15 April 2010

Czech Coors says hop

I happened across some Žatec lager in Redmond's the other week. It is, it seems, the genuine article: brewed in the brewery of the same name in the town of the same name with the hop of the same name (though known more commonly in English as Saaz). But unlike the usual imported pils, the label copy is all in English: if the good citizens of Žatec get to see any of it, it won't have this label on. The small print says it's imported by Coors UK, seemingly intended exclusively for the British market. Could be it's then independently imported to Ireland, or else it's part of the new and growing Coors operation here.
(pssst, Coors Ireland: any chance you could squeeze a case or two of White Shield onto the truck next to the Carling and Caffrey's? Just asking.)

The large print on the label, after spraffing on typically about pure this and finest that, claims the beer is brewed "with no additives or artificial carbonation". What?! Are they actually claiming that this clear golden pils is bottle conditioned? Or was somebody just pasting from the Big Book of Bland Beer Label Text that all the macros use. I dunno. It's odd either way.

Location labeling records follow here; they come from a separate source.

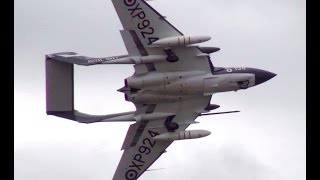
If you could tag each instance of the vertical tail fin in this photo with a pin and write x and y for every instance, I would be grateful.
(59, 86)
(60, 91)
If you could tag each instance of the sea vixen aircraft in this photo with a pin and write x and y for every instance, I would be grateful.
(172, 84)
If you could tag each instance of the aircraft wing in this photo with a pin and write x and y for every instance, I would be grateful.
(140, 149)
(143, 25)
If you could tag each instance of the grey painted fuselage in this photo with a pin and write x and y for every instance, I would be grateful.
(157, 87)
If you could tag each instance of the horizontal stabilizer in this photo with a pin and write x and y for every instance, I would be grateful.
(60, 92)
(74, 58)
(87, 118)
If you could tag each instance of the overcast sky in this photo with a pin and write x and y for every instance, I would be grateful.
(265, 141)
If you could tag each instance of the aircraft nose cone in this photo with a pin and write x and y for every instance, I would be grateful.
(263, 76)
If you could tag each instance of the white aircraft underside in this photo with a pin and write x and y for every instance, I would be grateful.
(172, 85)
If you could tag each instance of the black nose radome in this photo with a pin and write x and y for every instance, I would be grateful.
(263, 76)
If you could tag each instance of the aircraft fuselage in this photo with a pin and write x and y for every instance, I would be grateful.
(177, 86)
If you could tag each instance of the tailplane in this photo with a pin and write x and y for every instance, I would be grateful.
(60, 95)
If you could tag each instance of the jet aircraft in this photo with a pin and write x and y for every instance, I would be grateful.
(172, 84)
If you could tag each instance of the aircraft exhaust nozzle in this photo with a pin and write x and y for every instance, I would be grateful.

I suppose I should say something about the beer, then. It's nice. Mostly dry and slightly bitter on the finish -- certainly not loaded with grassy Saaz as the name might imply. It's light and sessionable, though I'm glad it came out of my beer fridge at 10°C as any colder and the flavour would have vanished completely.

In short it's a decent drinking pils, one step above cooking lager, but not a huge one. You'd be better off with something cheap where the can has text in twelve languages.

5 comments:

  1. PK the Bud2:15 p.m.

    "Are they actually claiming that this clear golden pils is bottle conditioned?"

    Not necessarily. Carbonation can take place in a fermentation tank.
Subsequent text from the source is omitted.